Mr. Ellsworthy’s long, pale hands flew up in a reproving gesture.

“Oh, no, no—oh, dear me, no. I abhor Nature. Such a coarse, unimaginative wench. I have always held that one cannot enjoy life until one has put Nature in her place.”

“And how do you propose to do that?”

“There are ways!” said Mr. Ellsworthy. “In a place like this, a delicious provincial spot, there are some most delectable amusements if one has the goût—the flair. I enjoy life, Mr. Fitzwilliam.”

“So do I,” said Luke.

“Mens sana in corpore sano,” said Mr. Ellsworthy. His tone was delicately ironic. “I’m sure that’s so true of you.”

“There are worse things,” said Luke.

“My dear fellow! Sanity is the one unbelievable bore. One must be mad—deliciously mad—perverted—slightly twisted—then one sees life from a new and entrancing angle.”

“The leper’s squint,” suggested Luke.

“Ah, very good—very good—quite witty! But there’s something in it, you know. An interesting angle of vision. But I mustn’t detain you. You’re having exercise—one must have exercise—the public school spirit!”

“As you say,” said Luke, and with a curt nod walked on.

He thought:

“I’m getting too darned imaginative. The fellow’s just an ass, that’s all.”

But some indefinable uneasiness drove his feet on faster. That queer, sly, triumphant smile that Ellsworthy had had on his face—was that just imagination on his, Luke’s part? And his subsequent impression that it had been wiped off as though by a sponge the moment the other man caught sight of Luke coming towards him—what of that?

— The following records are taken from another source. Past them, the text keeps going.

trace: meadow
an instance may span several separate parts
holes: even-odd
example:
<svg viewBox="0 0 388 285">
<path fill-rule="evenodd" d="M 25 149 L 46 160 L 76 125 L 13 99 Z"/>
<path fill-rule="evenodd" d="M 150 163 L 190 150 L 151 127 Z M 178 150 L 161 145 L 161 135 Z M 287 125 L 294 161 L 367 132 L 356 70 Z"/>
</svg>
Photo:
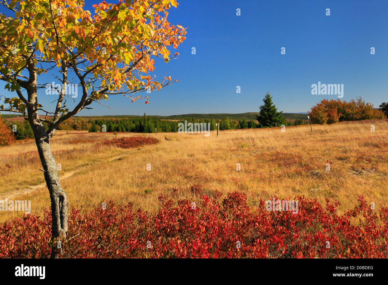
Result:
<svg viewBox="0 0 388 285">
<path fill-rule="evenodd" d="M 254 207 L 262 206 L 260 199 L 304 195 L 322 205 L 334 198 L 343 212 L 360 195 L 376 210 L 386 207 L 388 120 L 312 128 L 312 134 L 307 125 L 284 132 L 280 128 L 224 131 L 218 138 L 215 131 L 207 137 L 158 133 L 157 144 L 132 149 L 101 143 L 138 133 L 57 131 L 50 144 L 70 209 L 90 210 L 112 201 L 154 211 L 161 194 L 195 201 L 196 188 L 210 197 L 240 192 Z M 31 200 L 31 213 L 43 216 L 49 198 L 36 148 L 30 139 L 0 148 L 0 199 Z M 22 215 L 0 212 L 0 221 Z"/>
</svg>

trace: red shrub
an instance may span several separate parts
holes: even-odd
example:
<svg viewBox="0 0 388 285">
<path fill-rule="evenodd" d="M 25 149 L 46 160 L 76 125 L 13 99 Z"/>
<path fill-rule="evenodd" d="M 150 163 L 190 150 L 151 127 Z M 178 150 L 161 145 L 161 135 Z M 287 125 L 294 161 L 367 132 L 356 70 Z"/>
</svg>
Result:
<svg viewBox="0 0 388 285">
<path fill-rule="evenodd" d="M 109 140 L 99 144 L 101 145 L 113 145 L 117 147 L 124 149 L 130 149 L 145 145 L 154 145 L 158 143 L 159 141 L 155 138 L 147 136 L 131 136 L 130 137 L 118 138 L 113 140 Z"/>
<path fill-rule="evenodd" d="M 197 207 L 186 200 L 159 197 L 154 213 L 113 202 L 70 214 L 63 257 L 387 257 L 388 209 L 379 213 L 359 205 L 336 213 L 336 200 L 326 209 L 316 200 L 297 199 L 298 213 L 249 207 L 234 192 L 220 201 L 206 195 Z M 32 214 L 0 226 L 0 257 L 49 256 L 51 216 Z M 357 218 L 359 224 L 352 225 Z M 327 242 L 330 247 L 326 247 Z M 237 245 L 241 245 L 239 248 Z M 147 247 L 147 245 L 148 246 Z"/>
</svg>

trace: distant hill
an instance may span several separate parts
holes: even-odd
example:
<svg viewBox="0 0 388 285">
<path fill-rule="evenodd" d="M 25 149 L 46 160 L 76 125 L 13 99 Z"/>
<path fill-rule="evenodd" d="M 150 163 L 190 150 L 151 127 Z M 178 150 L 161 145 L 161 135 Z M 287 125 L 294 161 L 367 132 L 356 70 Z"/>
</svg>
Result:
<svg viewBox="0 0 388 285">
<path fill-rule="evenodd" d="M 194 118 L 196 119 L 213 119 L 215 120 L 221 120 L 224 118 L 229 118 L 231 120 L 256 120 L 256 116 L 259 113 L 257 112 L 248 112 L 247 113 L 241 113 L 239 114 L 189 114 L 182 115 L 172 115 L 170 116 L 150 116 L 153 118 L 158 118 L 161 119 L 165 120 L 187 120 Z M 306 113 L 283 113 L 283 116 L 288 121 L 294 121 L 297 119 L 301 119 L 303 121 L 307 121 L 307 119 Z M 0 115 L 2 117 L 5 119 L 16 118 L 17 117 L 22 117 L 21 115 L 9 115 L 2 114 Z M 148 116 L 148 115 L 147 115 Z M 115 116 L 76 116 L 74 117 L 76 119 L 78 118 L 80 119 L 88 120 L 90 119 L 97 119 L 102 118 L 118 119 L 124 118 L 137 118 L 142 116 L 135 115 L 118 115 Z M 48 119 L 50 119 L 50 116 Z M 11 120 L 12 121 L 12 120 Z"/>
<path fill-rule="evenodd" d="M 221 120 L 223 118 L 228 117 L 232 120 L 256 120 L 256 116 L 259 113 L 257 112 L 249 112 L 240 114 L 189 114 L 184 115 L 173 115 L 170 116 L 151 116 L 156 117 L 159 119 L 171 120 L 184 120 L 187 118 L 194 118 L 196 119 L 213 119 L 215 120 Z M 303 113 L 283 113 L 282 115 L 287 121 L 294 121 L 297 119 L 301 119 L 303 121 L 307 121 L 307 118 L 305 114 Z"/>
</svg>

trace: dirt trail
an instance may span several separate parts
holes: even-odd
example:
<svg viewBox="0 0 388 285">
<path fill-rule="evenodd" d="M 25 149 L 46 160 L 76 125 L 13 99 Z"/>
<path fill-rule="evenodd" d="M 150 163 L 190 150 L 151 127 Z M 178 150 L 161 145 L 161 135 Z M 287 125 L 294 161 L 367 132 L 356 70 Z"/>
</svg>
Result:
<svg viewBox="0 0 388 285">
<path fill-rule="evenodd" d="M 113 157 L 109 158 L 108 161 L 112 161 L 115 160 L 115 159 L 120 158 L 120 157 L 128 154 L 130 152 L 128 152 L 123 154 L 120 154 L 118 155 L 116 155 Z M 106 161 L 106 160 L 104 159 L 103 161 L 96 162 L 96 163 L 102 163 L 105 162 Z M 76 168 L 75 169 L 73 169 L 71 171 L 65 172 L 62 175 L 60 175 L 59 180 L 62 182 L 62 180 L 64 180 L 65 179 L 67 179 L 69 177 L 71 177 L 74 174 L 78 173 L 86 167 L 86 166 L 81 166 Z M 33 192 L 38 189 L 44 188 L 47 187 L 46 182 L 44 182 L 42 183 L 41 183 L 40 184 L 38 184 L 37 185 L 34 185 L 32 186 L 30 186 L 29 187 L 23 188 L 22 189 L 16 189 L 15 190 L 12 190 L 10 191 L 8 191 L 8 192 L 0 193 L 0 200 L 5 200 L 5 198 L 7 198 L 9 200 L 14 200 L 15 198 L 16 198 L 20 195 L 30 193 L 31 192 Z"/>
</svg>

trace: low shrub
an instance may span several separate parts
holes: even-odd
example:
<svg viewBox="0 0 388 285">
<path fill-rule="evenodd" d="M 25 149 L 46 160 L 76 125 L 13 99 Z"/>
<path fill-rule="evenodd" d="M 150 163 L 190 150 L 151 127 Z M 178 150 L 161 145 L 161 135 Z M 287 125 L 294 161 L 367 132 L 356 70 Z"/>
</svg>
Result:
<svg viewBox="0 0 388 285">
<path fill-rule="evenodd" d="M 245 195 L 238 192 L 223 199 L 203 195 L 196 207 L 191 201 L 176 202 L 165 194 L 158 198 L 154 212 L 111 201 L 105 210 L 73 209 L 60 256 L 388 257 L 388 209 L 376 212 L 362 196 L 342 214 L 336 213 L 336 200 L 327 200 L 325 208 L 304 197 L 297 198 L 296 214 L 267 211 L 262 200 L 260 207 L 249 207 Z M 0 226 L 0 258 L 49 256 L 51 215 L 47 211 L 43 218 L 38 218 L 24 215 Z"/>
<path fill-rule="evenodd" d="M 146 145 L 154 145 L 159 142 L 159 140 L 155 138 L 147 136 L 131 136 L 108 140 L 99 144 L 102 145 L 113 145 L 117 147 L 121 147 L 123 149 L 131 149 L 139 147 Z"/>
</svg>

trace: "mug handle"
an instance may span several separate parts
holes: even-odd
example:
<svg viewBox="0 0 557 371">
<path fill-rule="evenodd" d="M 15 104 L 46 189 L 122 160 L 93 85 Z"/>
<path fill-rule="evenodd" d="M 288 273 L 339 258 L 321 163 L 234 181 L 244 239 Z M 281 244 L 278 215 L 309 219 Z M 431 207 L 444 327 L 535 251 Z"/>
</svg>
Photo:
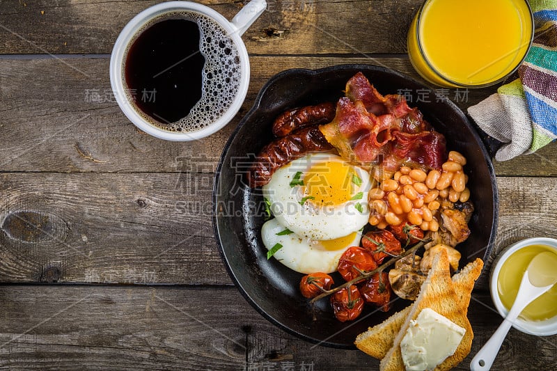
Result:
<svg viewBox="0 0 557 371">
<path fill-rule="evenodd" d="M 241 36 L 267 8 L 265 0 L 251 0 L 232 19 L 232 24 Z"/>
</svg>

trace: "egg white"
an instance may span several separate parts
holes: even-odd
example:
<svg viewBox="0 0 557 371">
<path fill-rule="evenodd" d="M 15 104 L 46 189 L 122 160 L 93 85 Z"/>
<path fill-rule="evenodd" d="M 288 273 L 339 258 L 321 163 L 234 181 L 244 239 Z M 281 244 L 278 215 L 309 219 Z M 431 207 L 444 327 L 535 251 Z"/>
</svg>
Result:
<svg viewBox="0 0 557 371">
<path fill-rule="evenodd" d="M 368 223 L 370 210 L 368 193 L 371 187 L 370 175 L 358 166 L 350 166 L 361 184 L 351 184 L 351 196 L 362 193 L 358 200 L 350 200 L 336 206 L 316 206 L 311 200 L 303 205 L 307 196 L 304 186 L 291 187 L 296 173 L 307 173 L 312 166 L 327 161 L 342 161 L 340 157 L 328 153 L 311 153 L 278 168 L 267 184 L 262 187 L 263 196 L 270 202 L 277 221 L 297 235 L 313 240 L 334 239 L 361 229 Z M 356 206 L 359 204 L 359 206 Z M 361 209 L 360 212 L 358 208 Z"/>
<path fill-rule="evenodd" d="M 338 250 L 328 250 L 319 241 L 295 233 L 277 235 L 285 229 L 276 219 L 265 222 L 261 228 L 263 244 L 267 250 L 271 250 L 276 244 L 281 244 L 282 247 L 273 257 L 288 268 L 304 274 L 336 271 L 343 253 L 350 246 L 359 246 L 361 239 L 361 232 L 359 231 L 346 246 L 339 246 Z"/>
</svg>

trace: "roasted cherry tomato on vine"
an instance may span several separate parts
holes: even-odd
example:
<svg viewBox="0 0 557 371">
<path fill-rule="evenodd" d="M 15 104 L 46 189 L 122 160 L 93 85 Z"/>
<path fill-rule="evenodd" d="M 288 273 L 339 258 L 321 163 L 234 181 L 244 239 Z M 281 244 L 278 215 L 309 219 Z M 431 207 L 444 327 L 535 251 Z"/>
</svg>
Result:
<svg viewBox="0 0 557 371">
<path fill-rule="evenodd" d="M 338 273 L 347 281 L 353 280 L 362 271 L 372 271 L 377 267 L 377 263 L 369 251 L 358 246 L 348 248 L 338 261 Z"/>
<path fill-rule="evenodd" d="M 366 303 L 377 306 L 382 312 L 391 310 L 391 283 L 389 282 L 389 274 L 382 272 L 375 274 L 366 281 L 360 287 L 360 294 Z"/>
<path fill-rule="evenodd" d="M 317 297 L 323 290 L 329 290 L 334 283 L 333 278 L 326 273 L 316 272 L 301 278 L 300 291 L 308 299 Z M 323 289 L 323 290 L 321 290 Z"/>
<path fill-rule="evenodd" d="M 357 318 L 363 309 L 363 300 L 355 285 L 337 291 L 331 297 L 331 305 L 336 319 L 341 322 Z"/>
<path fill-rule="evenodd" d="M 396 256 L 402 253 L 400 242 L 388 230 L 368 232 L 362 237 L 362 246 L 367 249 L 377 264 L 385 258 Z"/>
<path fill-rule="evenodd" d="M 423 230 L 418 226 L 411 226 L 407 222 L 398 226 L 389 226 L 389 229 L 405 246 L 413 245 L 423 239 Z"/>
</svg>

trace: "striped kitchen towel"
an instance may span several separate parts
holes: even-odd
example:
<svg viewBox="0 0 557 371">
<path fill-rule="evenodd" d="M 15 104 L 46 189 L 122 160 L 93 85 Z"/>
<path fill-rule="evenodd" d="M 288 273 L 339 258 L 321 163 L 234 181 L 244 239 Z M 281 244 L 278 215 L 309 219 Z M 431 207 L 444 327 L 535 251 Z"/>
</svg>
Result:
<svg viewBox="0 0 557 371">
<path fill-rule="evenodd" d="M 519 79 L 497 89 L 469 114 L 504 144 L 497 161 L 533 153 L 557 138 L 557 0 L 530 0 L 535 33 Z"/>
</svg>

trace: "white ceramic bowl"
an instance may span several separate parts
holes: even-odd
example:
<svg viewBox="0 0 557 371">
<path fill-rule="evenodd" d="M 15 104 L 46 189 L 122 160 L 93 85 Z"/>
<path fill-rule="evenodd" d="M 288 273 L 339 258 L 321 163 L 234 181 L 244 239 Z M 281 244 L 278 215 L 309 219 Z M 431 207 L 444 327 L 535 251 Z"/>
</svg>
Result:
<svg viewBox="0 0 557 371">
<path fill-rule="evenodd" d="M 528 238 L 513 244 L 503 250 L 496 260 L 493 268 L 492 269 L 489 281 L 489 290 L 491 291 L 492 299 L 493 300 L 495 307 L 497 308 L 497 311 L 499 311 L 499 314 L 503 317 L 507 315 L 508 310 L 503 305 L 497 290 L 497 278 L 501 271 L 501 268 L 511 255 L 521 248 L 531 245 L 544 245 L 554 250 L 556 253 L 557 253 L 557 239 L 546 237 Z M 556 269 L 557 269 L 557 267 L 556 267 Z M 557 333 L 557 316 L 543 321 L 529 321 L 521 318 L 517 318 L 513 324 L 512 327 L 520 331 L 531 335 L 542 336 L 555 335 Z"/>
</svg>

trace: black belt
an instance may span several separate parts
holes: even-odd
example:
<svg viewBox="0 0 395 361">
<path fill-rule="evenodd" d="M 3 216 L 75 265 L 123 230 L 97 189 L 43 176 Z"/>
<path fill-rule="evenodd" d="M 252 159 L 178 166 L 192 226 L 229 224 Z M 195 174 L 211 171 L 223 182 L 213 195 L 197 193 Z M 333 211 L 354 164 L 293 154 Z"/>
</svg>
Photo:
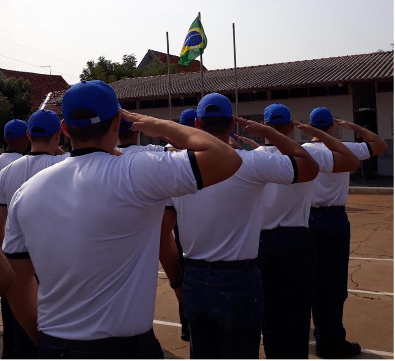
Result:
<svg viewBox="0 0 395 361">
<path fill-rule="evenodd" d="M 185 265 L 187 267 L 198 267 L 202 268 L 206 268 L 209 266 L 213 268 L 235 268 L 242 269 L 243 268 L 254 268 L 256 267 L 256 258 L 254 259 L 244 259 L 242 261 L 214 261 L 208 262 L 202 259 L 192 259 L 186 258 L 184 261 Z"/>
<path fill-rule="evenodd" d="M 108 337 L 98 340 L 65 340 L 63 338 L 54 337 L 40 332 L 40 341 L 44 344 L 64 349 L 74 349 L 82 350 L 86 352 L 100 352 L 114 349 L 114 348 L 139 348 L 144 346 L 150 340 L 155 338 L 154 330 L 151 328 L 144 333 L 135 336 L 119 337 Z"/>
<path fill-rule="evenodd" d="M 312 207 L 310 208 L 310 212 L 319 212 L 323 213 L 345 212 L 346 206 L 330 206 L 329 207 L 319 207 L 318 208 Z"/>
</svg>

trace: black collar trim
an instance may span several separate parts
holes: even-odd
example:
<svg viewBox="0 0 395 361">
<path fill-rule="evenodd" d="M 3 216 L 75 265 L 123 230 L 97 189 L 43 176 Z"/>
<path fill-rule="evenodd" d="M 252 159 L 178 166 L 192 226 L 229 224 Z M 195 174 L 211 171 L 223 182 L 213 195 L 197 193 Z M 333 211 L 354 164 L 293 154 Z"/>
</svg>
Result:
<svg viewBox="0 0 395 361">
<path fill-rule="evenodd" d="M 109 154 L 111 154 L 110 152 L 100 148 L 79 148 L 72 150 L 70 152 L 70 156 L 78 157 L 80 155 L 85 155 L 85 154 L 89 154 L 90 153 L 95 153 L 95 152 L 104 152 L 105 153 L 108 153 Z"/>
<path fill-rule="evenodd" d="M 118 148 L 128 148 L 129 146 L 131 146 L 132 145 L 137 145 L 137 144 L 134 144 L 134 143 L 130 143 L 130 144 L 120 144 L 118 145 Z"/>
<path fill-rule="evenodd" d="M 17 152 L 16 150 L 5 150 L 4 153 L 17 153 L 18 154 L 21 154 L 20 152 Z"/>
<path fill-rule="evenodd" d="M 53 155 L 53 154 L 51 154 L 48 152 L 29 152 L 26 154 L 26 155 L 43 155 L 43 154 Z"/>
</svg>

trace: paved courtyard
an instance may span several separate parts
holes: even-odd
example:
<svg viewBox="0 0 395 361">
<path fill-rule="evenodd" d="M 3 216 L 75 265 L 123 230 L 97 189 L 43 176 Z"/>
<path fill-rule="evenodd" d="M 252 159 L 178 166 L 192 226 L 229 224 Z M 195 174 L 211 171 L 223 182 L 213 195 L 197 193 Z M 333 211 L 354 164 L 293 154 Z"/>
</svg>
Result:
<svg viewBox="0 0 395 361">
<path fill-rule="evenodd" d="M 344 317 L 347 338 L 363 349 L 356 358 L 393 359 L 393 196 L 351 194 L 347 210 L 352 226 L 349 297 Z M 155 319 L 154 328 L 165 357 L 189 358 L 189 344 L 180 338 L 176 298 L 160 266 Z M 312 326 L 310 339 L 310 358 L 316 358 Z M 262 348 L 261 356 L 265 358 Z"/>
</svg>

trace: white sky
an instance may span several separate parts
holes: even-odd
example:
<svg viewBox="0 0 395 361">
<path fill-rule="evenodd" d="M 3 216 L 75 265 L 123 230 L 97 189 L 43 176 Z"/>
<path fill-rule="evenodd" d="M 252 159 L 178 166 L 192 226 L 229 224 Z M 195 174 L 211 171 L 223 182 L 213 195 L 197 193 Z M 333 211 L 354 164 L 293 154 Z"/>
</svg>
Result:
<svg viewBox="0 0 395 361">
<path fill-rule="evenodd" d="M 166 31 L 179 55 L 199 11 L 208 69 L 233 67 L 233 22 L 239 67 L 390 50 L 394 39 L 392 0 L 1 0 L 0 38 L 80 66 L 1 39 L 0 55 L 51 65 L 73 84 L 100 55 L 166 52 Z M 0 68 L 48 72 L 0 56 Z"/>
</svg>

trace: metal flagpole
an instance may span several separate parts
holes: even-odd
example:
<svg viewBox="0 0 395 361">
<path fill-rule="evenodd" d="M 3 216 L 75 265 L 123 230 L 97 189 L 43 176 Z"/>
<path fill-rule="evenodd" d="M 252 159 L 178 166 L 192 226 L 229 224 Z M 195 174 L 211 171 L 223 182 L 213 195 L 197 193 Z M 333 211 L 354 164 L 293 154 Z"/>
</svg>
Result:
<svg viewBox="0 0 395 361">
<path fill-rule="evenodd" d="M 237 68 L 236 65 L 236 40 L 235 37 L 235 23 L 232 23 L 232 27 L 233 29 L 233 56 L 235 58 L 235 94 L 236 95 L 235 99 L 235 110 L 236 115 L 238 116 L 238 113 L 237 112 L 237 101 L 238 100 L 238 97 L 237 96 Z M 240 124 L 237 123 L 237 134 L 240 134 Z"/>
<path fill-rule="evenodd" d="M 199 11 L 198 15 L 199 20 L 201 21 L 200 18 L 200 12 Z M 200 84 L 201 85 L 201 97 L 204 96 L 204 89 L 203 86 L 203 55 L 200 54 Z"/>
<path fill-rule="evenodd" d="M 169 75 L 169 112 L 170 120 L 172 120 L 171 117 L 171 82 L 170 78 L 170 53 L 169 53 L 169 32 L 166 32 L 166 41 L 167 43 L 167 72 Z"/>
</svg>

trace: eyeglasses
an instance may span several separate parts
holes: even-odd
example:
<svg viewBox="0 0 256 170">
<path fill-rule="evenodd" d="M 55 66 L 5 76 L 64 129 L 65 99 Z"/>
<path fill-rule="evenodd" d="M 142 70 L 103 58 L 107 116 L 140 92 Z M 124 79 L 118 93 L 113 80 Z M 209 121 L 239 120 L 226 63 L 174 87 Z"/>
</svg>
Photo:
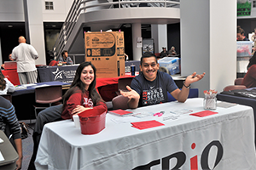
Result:
<svg viewBox="0 0 256 170">
<path fill-rule="evenodd" d="M 152 63 L 151 65 L 148 65 L 148 64 L 143 64 L 143 66 L 144 67 L 149 67 L 149 65 L 151 66 L 151 67 L 154 67 L 154 66 L 156 66 L 156 63 Z"/>
</svg>

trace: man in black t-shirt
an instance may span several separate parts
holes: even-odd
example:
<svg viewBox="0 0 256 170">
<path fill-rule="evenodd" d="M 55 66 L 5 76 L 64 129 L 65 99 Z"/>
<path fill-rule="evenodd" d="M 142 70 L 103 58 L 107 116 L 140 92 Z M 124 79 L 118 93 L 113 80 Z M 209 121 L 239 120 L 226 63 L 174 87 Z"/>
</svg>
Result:
<svg viewBox="0 0 256 170">
<path fill-rule="evenodd" d="M 194 72 L 187 76 L 183 82 L 183 87 L 180 90 L 174 81 L 166 72 L 160 72 L 159 64 L 154 54 L 145 53 L 141 58 L 141 74 L 134 77 L 131 87 L 127 86 L 128 92 L 121 91 L 121 94 L 129 98 L 130 108 L 137 108 L 168 101 L 169 92 L 177 101 L 185 102 L 189 94 L 190 84 L 201 80 L 205 73 L 197 75 Z"/>
</svg>

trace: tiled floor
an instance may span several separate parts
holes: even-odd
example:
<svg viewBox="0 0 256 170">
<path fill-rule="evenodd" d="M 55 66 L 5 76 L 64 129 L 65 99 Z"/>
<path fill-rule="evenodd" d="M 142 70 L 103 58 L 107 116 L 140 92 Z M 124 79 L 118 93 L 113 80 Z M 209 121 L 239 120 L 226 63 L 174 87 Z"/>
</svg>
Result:
<svg viewBox="0 0 256 170">
<path fill-rule="evenodd" d="M 19 121 L 19 122 L 23 122 L 26 124 L 29 124 L 32 128 L 33 128 L 35 125 L 35 120 L 32 120 L 31 124 L 29 120 Z M 21 170 L 27 169 L 33 151 L 33 140 L 32 136 L 33 131 L 31 128 L 28 129 L 31 134 L 28 134 L 28 137 L 26 139 L 22 139 L 23 160 L 22 160 Z"/>
</svg>

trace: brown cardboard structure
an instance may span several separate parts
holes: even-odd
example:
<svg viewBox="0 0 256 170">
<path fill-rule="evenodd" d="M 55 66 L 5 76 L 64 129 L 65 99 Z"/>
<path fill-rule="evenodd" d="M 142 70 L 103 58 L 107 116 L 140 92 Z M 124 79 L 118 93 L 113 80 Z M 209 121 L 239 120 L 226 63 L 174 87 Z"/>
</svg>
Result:
<svg viewBox="0 0 256 170">
<path fill-rule="evenodd" d="M 84 44 L 84 60 L 95 65 L 97 77 L 125 75 L 124 32 L 85 32 Z"/>
</svg>

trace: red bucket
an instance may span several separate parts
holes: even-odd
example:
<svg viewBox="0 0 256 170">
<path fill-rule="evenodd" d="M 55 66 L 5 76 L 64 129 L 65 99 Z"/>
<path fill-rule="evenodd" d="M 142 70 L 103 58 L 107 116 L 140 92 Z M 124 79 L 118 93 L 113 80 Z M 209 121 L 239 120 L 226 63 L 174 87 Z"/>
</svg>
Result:
<svg viewBox="0 0 256 170">
<path fill-rule="evenodd" d="M 90 109 L 79 114 L 82 134 L 96 134 L 105 128 L 105 109 Z"/>
</svg>

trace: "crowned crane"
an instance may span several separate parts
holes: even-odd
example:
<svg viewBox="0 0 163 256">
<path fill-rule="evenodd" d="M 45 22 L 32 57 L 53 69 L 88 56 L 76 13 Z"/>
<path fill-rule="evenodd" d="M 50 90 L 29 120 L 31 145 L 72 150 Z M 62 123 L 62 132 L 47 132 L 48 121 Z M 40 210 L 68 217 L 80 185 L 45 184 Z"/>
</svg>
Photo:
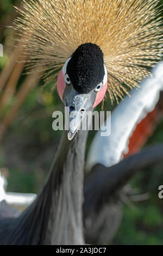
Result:
<svg viewBox="0 0 163 256">
<path fill-rule="evenodd" d="M 118 102 L 129 93 L 127 88 L 137 87 L 160 59 L 159 1 L 22 2 L 15 28 L 23 35 L 19 40 L 28 53 L 27 62 L 43 72 L 45 84 L 55 84 L 58 76 L 58 92 L 69 107 L 71 125 L 68 137 L 63 132 L 35 200 L 18 218 L 0 222 L 0 243 L 83 245 L 87 131 L 77 132 L 87 112 L 104 99 L 107 90 L 111 101 Z"/>
</svg>

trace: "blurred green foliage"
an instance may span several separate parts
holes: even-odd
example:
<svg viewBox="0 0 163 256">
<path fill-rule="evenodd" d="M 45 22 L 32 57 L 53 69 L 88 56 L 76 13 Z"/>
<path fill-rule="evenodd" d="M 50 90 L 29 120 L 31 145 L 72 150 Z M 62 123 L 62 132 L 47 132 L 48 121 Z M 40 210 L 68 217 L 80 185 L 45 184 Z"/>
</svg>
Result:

And with quickening uneasiness he thought:

“Bridget? Is she all right? They came up here together and he came back alone.”

He hurried on. The sun had come out while he was talking to Rose Humbleby. Now it had gone in again. The sky was dull and menacing, and wind came in sudden erratic little puffs. It was as though he had stepped out of normal everyday life into that queer half-world of enchantment, the consciousness of which had enveloped him ever since he came to Wychwood.

He turned a corner and came out on the flat ledge of green grass that had been pointed out to him from below and which went, he knew, by the name of the Witches’ Meadow. It was here, so tradition had it, that the witches had held revelry on Walpurgis Night and Hallowe’en.

And then a quick wave of relief swept over him. Bridget was here. She sat with her back against a rock on the hillside. She was sitting bent over, her head in her hands.

He walked quickly over to her. Lovely springing turf strangely green and fresh.

He said:

“Bridget?”

Slowly she raised her face from her hands. Her face troubled him. She looked as though she were returning from some far-off world, as though she had difficulty in adjusting herself to the world of now and here.

Luke said—rather inadequately:

“I say—you’re—you’re all right, aren’t you?”

It was a minute or two before she answered—as though she still had not quite come back from that far-off world that had held her. Luke felt that his words had to travel a long way before they reached her.

Then she said:

“Of course I’m all right. Why shouldn’t I be?”

And now her voice was sharp and almost hostile.

Luke grinned.

“I’m hanged if I know. I got the wind up about you suddenly.”

“Why?”

“Mainly, I think, because of the melodramatic atmosphere in which I’m living at present. It makes me see things out of all proportion. If I lose sight of you for an hour or two I naturally assume that the next thing will be to find your gory corpse in a ditch. It would be in a play or a book.”

“Heroines are never killed,” said Bridget.

“No, but—”

Luke stopped—just in time.

“What were you going to say?”

“Nothing.”

Thank goodness he had just stopped himself in time. One couldn’t very well say to an attractive young woman, “But you’re not the heroine.”